Tentative orders ranging from $15 million worth of bonds to $45 million have been taken, the Mayor’s Office reported.

The receipts of the bond sales are expected to be wired into the San Diego City Employees’ Retirement System by next Wednesday. The city will take at least 24 years to pay off this $100 million loan.

That sum of money will go toward paying off the city’s $1.4 billion pension gap. The tobacco bond will also comply with a tentative legal settlement a former employee struck with the city last week. The settlement will end William McGuigan’s claim that the city underfunded its pension system by $173 million over the last decade.

Ina addition to the tobacco money, the city will have to pay the remaining $73 million into the fund over the next five years, beyond what the city’s annual pension bills call for. The City Council signed off on the settlement Tuesday and, pending some paperwork, the settlement is expected to be finalized on Aug. 21.

This borrowing plan occurred despite the city’s poor financial standing. The city is barred from the public bond markets while its credit rating is suspended, a result of not having the past three years’ worth of audits certified. This borrowing plan was possible because bond buyers will rely on the credit rating of the tobacco companies that would otherwise be paying the city the settlement money.
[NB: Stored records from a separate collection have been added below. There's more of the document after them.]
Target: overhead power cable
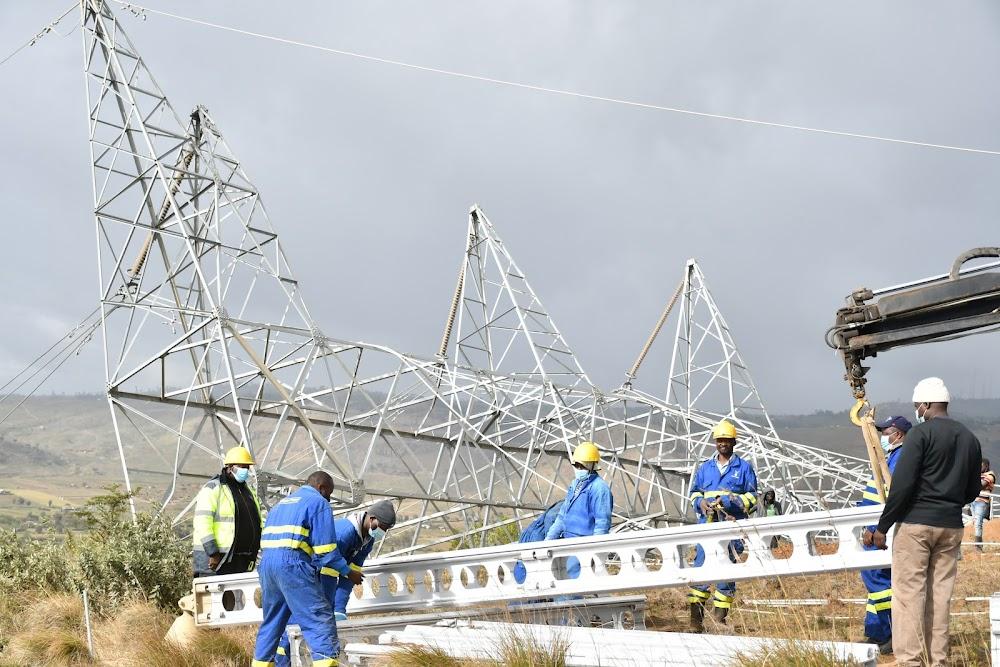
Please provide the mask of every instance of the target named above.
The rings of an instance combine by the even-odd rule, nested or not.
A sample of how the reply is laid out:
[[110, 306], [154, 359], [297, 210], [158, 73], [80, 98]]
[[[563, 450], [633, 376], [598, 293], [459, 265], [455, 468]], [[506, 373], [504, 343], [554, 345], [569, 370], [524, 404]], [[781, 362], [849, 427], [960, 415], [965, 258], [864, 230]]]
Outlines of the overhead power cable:
[[413, 63], [402, 62], [400, 60], [392, 60], [390, 58], [380, 58], [378, 56], [371, 56], [364, 53], [357, 53], [355, 51], [345, 51], [343, 49], [335, 49], [329, 46], [322, 46], [320, 44], [312, 44], [309, 42], [303, 42], [296, 39], [289, 39], [287, 37], [278, 37], [276, 35], [268, 35], [265, 33], [254, 32], [252, 30], [244, 30], [242, 28], [236, 28], [233, 26], [226, 26], [219, 23], [213, 23], [211, 21], [205, 21], [202, 19], [182, 16], [180, 14], [172, 14], [170, 12], [165, 12], [159, 9], [152, 9], [150, 7], [145, 7], [142, 5], [137, 5], [131, 2], [125, 2], [124, 0], [114, 0], [122, 7], [128, 9], [129, 11], [137, 14], [141, 18], [143, 12], [149, 12], [150, 14], [157, 14], [159, 16], [166, 16], [168, 18], [176, 19], [178, 21], [186, 21], [188, 23], [194, 23], [196, 25], [206, 26], [209, 28], [216, 28], [218, 30], [224, 30], [227, 32], [236, 33], [239, 35], [245, 35], [248, 37], [257, 37], [259, 39], [266, 39], [272, 42], [279, 42], [281, 44], [288, 44], [291, 46], [300, 46], [307, 49], [315, 49], [317, 51], [323, 51], [326, 53], [334, 53], [341, 56], [348, 56], [350, 58], [358, 58], [360, 60], [367, 60], [370, 62], [382, 63], [385, 65], [395, 65], [397, 67], [405, 67], [407, 69], [418, 70], [421, 72], [432, 72], [434, 74], [441, 74], [443, 76], [456, 77], [460, 79], [468, 79], [472, 81], [481, 81], [484, 83], [492, 83], [500, 86], [509, 86], [512, 88], [522, 88], [525, 90], [533, 90], [542, 93], [551, 93], [553, 95], [564, 95], [567, 97], [575, 97], [583, 100], [592, 100], [596, 102], [608, 102], [611, 104], [621, 104], [624, 106], [637, 107], [641, 109], [651, 109], [655, 111], [667, 111], [670, 113], [685, 114], [688, 116], [699, 116], [701, 118], [712, 118], [715, 120], [726, 120], [737, 123], [748, 123], [751, 125], [763, 125], [766, 127], [777, 127], [785, 130], [797, 130], [800, 132], [813, 132], [817, 134], [828, 134], [838, 137], [850, 137], [852, 139], [865, 139], [869, 141], [882, 141], [893, 144], [906, 144], [909, 146], [921, 146], [924, 148], [937, 148], [940, 150], [949, 151], [960, 151], [964, 153], [979, 153], [982, 155], [1000, 155], [1000, 150], [989, 150], [985, 148], [973, 148], [970, 146], [953, 146], [949, 144], [936, 144], [926, 141], [916, 141], [912, 139], [898, 139], [894, 137], [884, 137], [874, 134], [863, 134], [860, 132], [846, 132], [842, 130], [827, 130], [819, 127], [807, 127], [805, 125], [793, 125], [790, 123], [778, 123], [774, 121], [759, 120], [756, 118], [743, 118], [741, 116], [729, 116], [726, 114], [708, 113], [705, 111], [694, 111], [692, 109], [680, 109], [678, 107], [668, 107], [660, 104], [651, 104], [648, 102], [638, 102], [636, 100], [626, 100], [614, 97], [607, 97], [604, 95], [590, 95], [587, 93], [580, 93], [572, 90], [565, 90], [562, 88], [549, 88], [546, 86], [538, 86], [530, 83], [520, 83], [517, 81], [508, 81], [505, 79], [497, 79], [489, 76], [480, 76], [478, 74], [469, 74], [467, 72], [457, 72], [454, 70], [440, 69], [437, 67], [428, 67], [426, 65], [416, 65]]
[[[79, 3], [79, 2], [74, 2], [74, 3], [72, 4], [72, 5], [70, 5], [70, 6], [69, 6], [69, 9], [67, 9], [66, 11], [64, 11], [64, 12], [63, 12], [62, 14], [60, 14], [60, 15], [59, 15], [59, 16], [58, 16], [57, 18], [53, 19], [53, 20], [52, 20], [52, 21], [51, 21], [51, 22], [50, 22], [50, 23], [49, 23], [49, 24], [48, 24], [47, 26], [43, 27], [43, 28], [42, 28], [41, 30], [39, 30], [39, 31], [38, 31], [37, 33], [35, 33], [35, 36], [34, 36], [34, 37], [32, 37], [32, 38], [31, 38], [31, 39], [29, 39], [29, 40], [28, 40], [27, 42], [25, 42], [25, 43], [21, 44], [21, 46], [17, 47], [16, 49], [14, 49], [14, 50], [13, 50], [13, 51], [11, 51], [10, 53], [8, 53], [8, 54], [7, 54], [6, 56], [4, 56], [3, 60], [0, 60], [0, 65], [3, 65], [3, 64], [4, 64], [4, 63], [6, 63], [6, 62], [7, 62], [8, 60], [10, 60], [10, 59], [11, 59], [11, 58], [13, 58], [14, 56], [16, 56], [16, 55], [17, 55], [18, 53], [20, 53], [21, 51], [25, 50], [25, 49], [26, 49], [26, 48], [28, 48], [29, 46], [34, 46], [34, 45], [35, 45], [35, 42], [37, 42], [38, 40], [40, 40], [40, 39], [41, 39], [42, 37], [45, 37], [45, 35], [49, 34], [50, 32], [54, 32], [54, 33], [56, 33], [57, 35], [59, 35], [60, 37], [65, 37], [66, 35], [62, 35], [62, 34], [60, 34], [60, 33], [59, 33], [59, 31], [58, 31], [58, 30], [56, 30], [56, 26], [57, 26], [57, 25], [59, 25], [59, 22], [60, 22], [60, 21], [62, 21], [62, 20], [63, 20], [64, 18], [66, 18], [66, 16], [67, 16], [67, 15], [68, 15], [68, 14], [69, 14], [69, 13], [70, 13], [71, 11], [73, 11], [74, 9], [77, 9], [77, 8], [79, 8], [79, 7], [80, 7], [80, 3]], [[74, 30], [75, 30], [75, 29], [76, 29], [76, 28], [74, 28]], [[70, 32], [68, 32], [68, 33], [66, 33], [66, 34], [68, 35], [68, 34], [70, 34], [70, 33], [72, 33], [72, 32], [73, 32], [73, 31], [72, 31], [72, 30], [70, 30]]]
[[[35, 357], [25, 366], [20, 372], [18, 372], [14, 377], [8, 380], [2, 387], [0, 391], [5, 391], [10, 388], [2, 397], [0, 397], [0, 404], [7, 401], [7, 399], [16, 395], [16, 392], [20, 391], [22, 387], [31, 383], [38, 376], [42, 376], [40, 380], [34, 383], [28, 391], [26, 391], [17, 404], [7, 411], [3, 417], [0, 417], [0, 424], [3, 424], [10, 418], [12, 414], [17, 412], [24, 403], [34, 396], [45, 382], [55, 374], [63, 364], [69, 361], [72, 357], [80, 353], [80, 350], [90, 342], [91, 338], [94, 336], [94, 332], [101, 326], [101, 319], [97, 317], [97, 313], [100, 307], [95, 308], [86, 317], [81, 320], [79, 324], [70, 329], [62, 338], [53, 343], [47, 350], [42, 352], [40, 355]], [[44, 373], [44, 375], [43, 375]], [[21, 381], [18, 382], [18, 379]], [[17, 383], [17, 384], [15, 384]], [[12, 386], [13, 385], [13, 386]]]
Investors were provided a 7.125 percent yield, which will result in some savings for the city because they will be charged that amount to pay back its $1.4 billion pension debt, which accrues interest at 8 percent. Chief Financial Officer Jay Goldstone said that the borrowing plan was only worthwhile if the city could obtain an interest rate that was less than 7.9 percent.

This $100 million tobacco bond is part of Mayor Jerry Sanders’ $674 million borrowing plan. The remainder of that plan faces obstacles. City Attorney Mike Aguirre said he will not sign off on pension bonds until a court determines the legality of retirement benefit enhancements that total $700 million. In addition, the rest of the loans are expected to be offered on the public bond markets, which the city hopes to reenter by the end of 2006.